GDF-8 Growth Differentiation Factor 8 Human Myostatin Recombinant Protein 1mg Vials
Myostatin (GDF-8) is a member of the transforming growth factor-beta (TGF-β) superfamily that is highly expressed in skeletal muscle, and myostatin loss-of-function leads to doubling of skeletal muscle mass. Myostatin-deficient mice have been used as a model for studying muscle-bone interactions, and here we review the skeletal phenotype associated with altered myostatin signaling. It is now known that myostatin is a key regulator of mesenchymal stem cell proliferation and differentiation, and mice lacking the myostatin gene show decreased body fat and a generalized increase in bone density and strength.
The increase in bone density is observed in most anatomical regions, including the limbs, spine, and jaw, and myostatin inhibitors have been observed to significantly increase bone formation. Myostatin is also expressed in the early phases of fracture healing, and myostatin deficiency leads to increased fracture callus size and strength. Together, these data suggest that myostatin has direct effects on the proliferation and differentiation of osteoprogenitor cells, and that myostatin antagonists and inhibitors are likely to enhance both muscle mass and bone strength.
Discovery and sequencing
The gene encoding myostatin was discovered in 1997 by geneticists Se-Jin Lee and Alexandra McPherron who produced a knockout strain of mice that lack the gene, and have approximately twice as much muscle as normal mice.These mice were subsequently named "mighty mice".
Naturally occurring deficiencies of myostatin of various sorts have been identified in some breeds of cattle, sheep, whippets, and humans. In each case the result is a dramatic increase in muscle mass.
Structure and mechanism of action
Human myostatin consists of two identical subunits, each consisting of 109 (NCBI database claims human myostatin is 375 residues long) amino acid residues [note the full length gene encodes a 375AA prepro-protein which is proteolytically processed to its shorter active form.Its total molecular weight is 25.0 kDa. The protein is inactive until a protease cleaves the NH2-terminal, or "pro-domain" portion of the molecule, resulting in the active COOH-terminal dimer. Myostatin binds to the activin type II receptor, resulting in a recruitment of either coreceptor Alk-3 or Alk-4.

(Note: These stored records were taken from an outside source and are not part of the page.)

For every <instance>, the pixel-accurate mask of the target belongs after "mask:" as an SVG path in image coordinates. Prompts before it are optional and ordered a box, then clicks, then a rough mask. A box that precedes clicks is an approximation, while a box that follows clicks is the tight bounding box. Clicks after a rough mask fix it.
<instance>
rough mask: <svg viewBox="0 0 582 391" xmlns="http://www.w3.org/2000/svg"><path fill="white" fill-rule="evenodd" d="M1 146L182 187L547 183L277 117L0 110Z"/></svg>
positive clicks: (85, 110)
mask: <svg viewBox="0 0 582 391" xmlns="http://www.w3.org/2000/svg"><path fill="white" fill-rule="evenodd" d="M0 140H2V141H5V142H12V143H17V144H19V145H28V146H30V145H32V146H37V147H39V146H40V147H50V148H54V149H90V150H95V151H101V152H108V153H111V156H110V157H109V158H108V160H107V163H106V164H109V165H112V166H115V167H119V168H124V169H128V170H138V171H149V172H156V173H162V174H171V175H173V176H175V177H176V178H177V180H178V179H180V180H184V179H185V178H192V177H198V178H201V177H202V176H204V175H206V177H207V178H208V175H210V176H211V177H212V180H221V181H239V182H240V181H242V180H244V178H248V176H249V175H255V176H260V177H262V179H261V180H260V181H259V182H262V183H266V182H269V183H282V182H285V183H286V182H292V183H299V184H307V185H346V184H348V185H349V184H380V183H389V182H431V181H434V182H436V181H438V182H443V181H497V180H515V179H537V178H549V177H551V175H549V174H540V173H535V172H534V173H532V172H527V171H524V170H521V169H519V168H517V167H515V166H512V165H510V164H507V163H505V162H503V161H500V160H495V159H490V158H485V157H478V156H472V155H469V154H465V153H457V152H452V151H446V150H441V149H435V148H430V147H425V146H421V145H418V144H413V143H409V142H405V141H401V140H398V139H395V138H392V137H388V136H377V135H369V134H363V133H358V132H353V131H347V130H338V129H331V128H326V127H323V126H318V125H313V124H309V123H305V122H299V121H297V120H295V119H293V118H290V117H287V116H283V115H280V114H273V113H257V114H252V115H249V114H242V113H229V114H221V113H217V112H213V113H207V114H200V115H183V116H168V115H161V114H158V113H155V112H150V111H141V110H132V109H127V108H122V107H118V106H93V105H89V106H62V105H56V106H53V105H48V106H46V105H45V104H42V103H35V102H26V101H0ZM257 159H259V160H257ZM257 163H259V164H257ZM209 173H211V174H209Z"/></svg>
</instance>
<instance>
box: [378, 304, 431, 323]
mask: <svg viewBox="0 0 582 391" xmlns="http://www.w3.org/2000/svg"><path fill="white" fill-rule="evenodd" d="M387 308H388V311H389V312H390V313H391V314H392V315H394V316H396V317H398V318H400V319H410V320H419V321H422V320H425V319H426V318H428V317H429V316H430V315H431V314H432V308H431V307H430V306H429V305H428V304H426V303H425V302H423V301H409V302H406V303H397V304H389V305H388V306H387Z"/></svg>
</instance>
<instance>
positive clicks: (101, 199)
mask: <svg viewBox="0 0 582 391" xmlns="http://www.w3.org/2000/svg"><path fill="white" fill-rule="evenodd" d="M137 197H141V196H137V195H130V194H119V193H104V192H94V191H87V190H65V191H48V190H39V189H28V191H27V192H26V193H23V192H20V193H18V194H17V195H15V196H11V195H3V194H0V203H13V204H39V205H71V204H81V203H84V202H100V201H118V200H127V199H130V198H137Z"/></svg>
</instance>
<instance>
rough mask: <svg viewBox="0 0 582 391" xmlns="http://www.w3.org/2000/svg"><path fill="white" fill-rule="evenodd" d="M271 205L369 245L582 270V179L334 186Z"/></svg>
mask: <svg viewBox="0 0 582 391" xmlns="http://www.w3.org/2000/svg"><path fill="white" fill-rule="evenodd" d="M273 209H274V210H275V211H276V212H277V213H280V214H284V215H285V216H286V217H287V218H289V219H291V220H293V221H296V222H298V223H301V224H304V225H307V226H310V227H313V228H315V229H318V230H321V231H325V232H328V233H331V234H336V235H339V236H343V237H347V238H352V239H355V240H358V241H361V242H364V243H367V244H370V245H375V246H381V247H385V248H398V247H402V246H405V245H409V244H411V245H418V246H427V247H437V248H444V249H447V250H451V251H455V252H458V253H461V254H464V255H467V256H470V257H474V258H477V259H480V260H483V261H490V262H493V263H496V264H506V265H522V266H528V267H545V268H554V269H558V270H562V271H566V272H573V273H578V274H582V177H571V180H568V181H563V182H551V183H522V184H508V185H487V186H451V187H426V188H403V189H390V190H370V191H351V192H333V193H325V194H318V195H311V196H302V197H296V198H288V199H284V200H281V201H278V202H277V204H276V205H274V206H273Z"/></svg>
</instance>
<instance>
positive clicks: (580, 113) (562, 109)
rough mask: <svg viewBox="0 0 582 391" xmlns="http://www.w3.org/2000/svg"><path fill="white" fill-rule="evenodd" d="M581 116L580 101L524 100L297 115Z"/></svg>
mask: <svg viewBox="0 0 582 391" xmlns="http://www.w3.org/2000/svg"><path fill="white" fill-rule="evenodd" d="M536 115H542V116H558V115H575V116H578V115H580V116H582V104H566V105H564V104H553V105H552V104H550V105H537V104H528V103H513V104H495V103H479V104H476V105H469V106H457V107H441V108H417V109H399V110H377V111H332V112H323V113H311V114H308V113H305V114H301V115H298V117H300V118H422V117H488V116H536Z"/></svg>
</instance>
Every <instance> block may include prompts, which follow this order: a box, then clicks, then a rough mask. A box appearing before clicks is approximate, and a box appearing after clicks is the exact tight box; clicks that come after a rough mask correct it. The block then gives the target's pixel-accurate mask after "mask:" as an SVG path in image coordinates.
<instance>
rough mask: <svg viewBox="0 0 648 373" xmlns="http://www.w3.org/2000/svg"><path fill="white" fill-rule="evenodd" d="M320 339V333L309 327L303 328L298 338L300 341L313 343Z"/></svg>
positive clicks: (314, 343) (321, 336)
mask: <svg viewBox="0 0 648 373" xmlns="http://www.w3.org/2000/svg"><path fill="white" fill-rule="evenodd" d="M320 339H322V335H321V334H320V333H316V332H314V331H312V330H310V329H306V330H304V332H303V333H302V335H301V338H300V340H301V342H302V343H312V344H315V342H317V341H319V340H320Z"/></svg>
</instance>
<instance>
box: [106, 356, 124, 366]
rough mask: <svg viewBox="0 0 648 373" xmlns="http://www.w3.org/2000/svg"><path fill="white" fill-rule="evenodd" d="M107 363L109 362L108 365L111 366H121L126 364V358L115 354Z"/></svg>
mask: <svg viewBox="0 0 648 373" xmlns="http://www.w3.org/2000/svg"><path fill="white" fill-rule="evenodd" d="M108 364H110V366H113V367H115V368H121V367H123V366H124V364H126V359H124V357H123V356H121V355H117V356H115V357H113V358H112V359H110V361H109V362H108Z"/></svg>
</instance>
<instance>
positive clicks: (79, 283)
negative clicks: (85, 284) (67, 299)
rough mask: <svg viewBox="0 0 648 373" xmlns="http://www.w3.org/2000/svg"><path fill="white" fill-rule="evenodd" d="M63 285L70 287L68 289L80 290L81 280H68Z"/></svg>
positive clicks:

This coreceptor then initiates a cell signaling cascade in the muscle, which includes the activation of transcription factors in the SMAD family - SMAD2 and SMAD3. These factors then induce myostatin-specific gene regulation. When applied to myoblasts, myostatin inhibits their differentiation into mature muscle fibers.
Myostatin also inhibits Akt, a kinase that is sufficient to cause muscle hypertrophy, in part through the activation of protein synthesis. However, Akt is not responsible for all of the observed muscle hyperthrophic effects which are mediated by myostatin inhibition.Thus myostatin acts in two ways: by inhibiting muscle differentiation, and by inhibiting Akt-induced protein synthesis.